Thursday, February 09, 2017

1.  US v. Loucious, No. 16-10121 (2-7-17)(Gould w/Clifton & Watford). The 9th reversed the suppression of a confession.  The defendant was a passenger in a car stopped for speeding. One thing led to another, and he was arrested on outstanding warrants.  He was given quasi Miranda warnings, with the formulation that he has the right to a presence of a lawyer during questioning. The defendant waived, and confessed.
The district court suppressed the statement.  The court reasoned that the defendant was not given the proper warning, because he was not told that he had a right to consult with a lawyer before questioning.

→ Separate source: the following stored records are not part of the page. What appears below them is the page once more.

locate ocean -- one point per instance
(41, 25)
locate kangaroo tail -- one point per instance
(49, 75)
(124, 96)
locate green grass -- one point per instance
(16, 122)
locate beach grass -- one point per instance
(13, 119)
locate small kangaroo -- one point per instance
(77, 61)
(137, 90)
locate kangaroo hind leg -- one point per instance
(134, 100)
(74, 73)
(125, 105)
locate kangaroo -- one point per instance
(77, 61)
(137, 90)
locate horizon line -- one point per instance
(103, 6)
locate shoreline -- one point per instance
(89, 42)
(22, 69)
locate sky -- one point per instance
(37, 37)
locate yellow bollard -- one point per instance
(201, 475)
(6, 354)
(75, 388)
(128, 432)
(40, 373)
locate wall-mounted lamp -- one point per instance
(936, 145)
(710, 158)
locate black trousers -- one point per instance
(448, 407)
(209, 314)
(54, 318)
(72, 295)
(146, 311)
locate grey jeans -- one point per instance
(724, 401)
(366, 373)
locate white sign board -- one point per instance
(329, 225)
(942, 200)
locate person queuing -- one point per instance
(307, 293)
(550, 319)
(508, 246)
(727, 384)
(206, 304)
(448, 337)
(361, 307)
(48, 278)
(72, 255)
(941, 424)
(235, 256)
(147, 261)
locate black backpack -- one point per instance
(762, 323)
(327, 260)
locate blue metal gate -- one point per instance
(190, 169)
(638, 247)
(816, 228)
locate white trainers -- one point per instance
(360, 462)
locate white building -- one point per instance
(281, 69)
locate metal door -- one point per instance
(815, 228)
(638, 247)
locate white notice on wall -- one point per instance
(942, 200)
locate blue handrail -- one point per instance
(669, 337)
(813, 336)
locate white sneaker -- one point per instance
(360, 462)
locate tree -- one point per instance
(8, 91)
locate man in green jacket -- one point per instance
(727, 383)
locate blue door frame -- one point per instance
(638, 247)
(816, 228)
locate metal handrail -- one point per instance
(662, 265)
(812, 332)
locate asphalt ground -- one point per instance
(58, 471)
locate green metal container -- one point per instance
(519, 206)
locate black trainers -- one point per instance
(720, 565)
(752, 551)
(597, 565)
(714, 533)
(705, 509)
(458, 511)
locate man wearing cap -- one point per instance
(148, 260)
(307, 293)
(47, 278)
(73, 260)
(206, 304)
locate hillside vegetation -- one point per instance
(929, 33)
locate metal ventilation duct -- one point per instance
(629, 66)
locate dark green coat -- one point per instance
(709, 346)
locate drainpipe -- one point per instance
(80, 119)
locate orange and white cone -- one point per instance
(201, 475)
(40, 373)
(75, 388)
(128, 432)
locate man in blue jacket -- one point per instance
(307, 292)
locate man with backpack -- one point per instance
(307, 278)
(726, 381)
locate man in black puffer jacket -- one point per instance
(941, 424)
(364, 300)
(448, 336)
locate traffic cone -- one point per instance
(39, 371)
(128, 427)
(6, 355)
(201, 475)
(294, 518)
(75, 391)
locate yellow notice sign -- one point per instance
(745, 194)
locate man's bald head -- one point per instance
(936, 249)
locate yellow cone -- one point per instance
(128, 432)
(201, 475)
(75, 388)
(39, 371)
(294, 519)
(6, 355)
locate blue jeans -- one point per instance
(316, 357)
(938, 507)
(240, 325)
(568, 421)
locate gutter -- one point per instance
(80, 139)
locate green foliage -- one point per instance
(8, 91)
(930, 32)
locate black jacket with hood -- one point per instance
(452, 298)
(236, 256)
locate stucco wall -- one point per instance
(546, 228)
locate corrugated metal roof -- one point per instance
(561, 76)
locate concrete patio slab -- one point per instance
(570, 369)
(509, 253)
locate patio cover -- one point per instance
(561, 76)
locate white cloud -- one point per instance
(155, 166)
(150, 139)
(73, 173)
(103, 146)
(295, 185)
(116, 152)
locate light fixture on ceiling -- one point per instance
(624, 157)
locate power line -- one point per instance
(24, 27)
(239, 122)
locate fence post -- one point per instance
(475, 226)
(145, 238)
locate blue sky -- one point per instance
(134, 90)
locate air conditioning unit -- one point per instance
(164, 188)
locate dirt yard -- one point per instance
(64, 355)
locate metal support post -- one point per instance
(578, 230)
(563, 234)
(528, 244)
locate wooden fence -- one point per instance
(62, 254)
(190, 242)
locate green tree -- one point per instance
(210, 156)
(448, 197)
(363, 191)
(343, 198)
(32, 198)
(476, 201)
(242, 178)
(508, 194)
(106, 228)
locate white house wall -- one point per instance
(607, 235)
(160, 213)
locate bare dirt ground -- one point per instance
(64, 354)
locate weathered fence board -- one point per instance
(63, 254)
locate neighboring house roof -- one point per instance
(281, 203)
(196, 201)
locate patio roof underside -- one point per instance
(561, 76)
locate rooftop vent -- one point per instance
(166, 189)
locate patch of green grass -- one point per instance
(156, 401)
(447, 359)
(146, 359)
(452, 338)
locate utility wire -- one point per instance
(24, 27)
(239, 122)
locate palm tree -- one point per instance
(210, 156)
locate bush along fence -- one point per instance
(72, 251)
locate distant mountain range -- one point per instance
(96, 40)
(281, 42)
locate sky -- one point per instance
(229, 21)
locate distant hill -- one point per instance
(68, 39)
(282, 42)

The 9th reversed.  The 9th reasoned that there was no set Miranda warnings, but that the rights had to be conveyed.  "Presence" inferred consultation.  The Miranda warnings were adequately conveyed here.
Tough loss for AFPD Wendi Overmyer of the Nevada FPD Office (Las Vegas).

The decision is here:

2. US v. Peralta-Sanchez, 14-50393 (2-7-17)(Bybee w/N. Smith; dissent by Pregerson). This appeal concerns whether an illegal reentry defendant's previous expedited removal was fundamentally unfair.  If it was, it cannot serve as a ground for illegal reentry.  The defendant argued that he was not allowed to hire counsel nor was he advised of his right for withdrawal of his application for admission.  The 9th held that there was no Fifth Amendment due process right to hire counsel.  Further, he was not prejudiced by the failure to inform him of withdrawal relief.
Dissenting, Pregerson argues that the expedited removal system is flawed.  It gambles with people's lives.  The process begins and ends with a Customs officer.  Surely, argues the dissent, having counsel at least to consult, is a way to make the process fair. The dissent would find that the right to consult was mandated.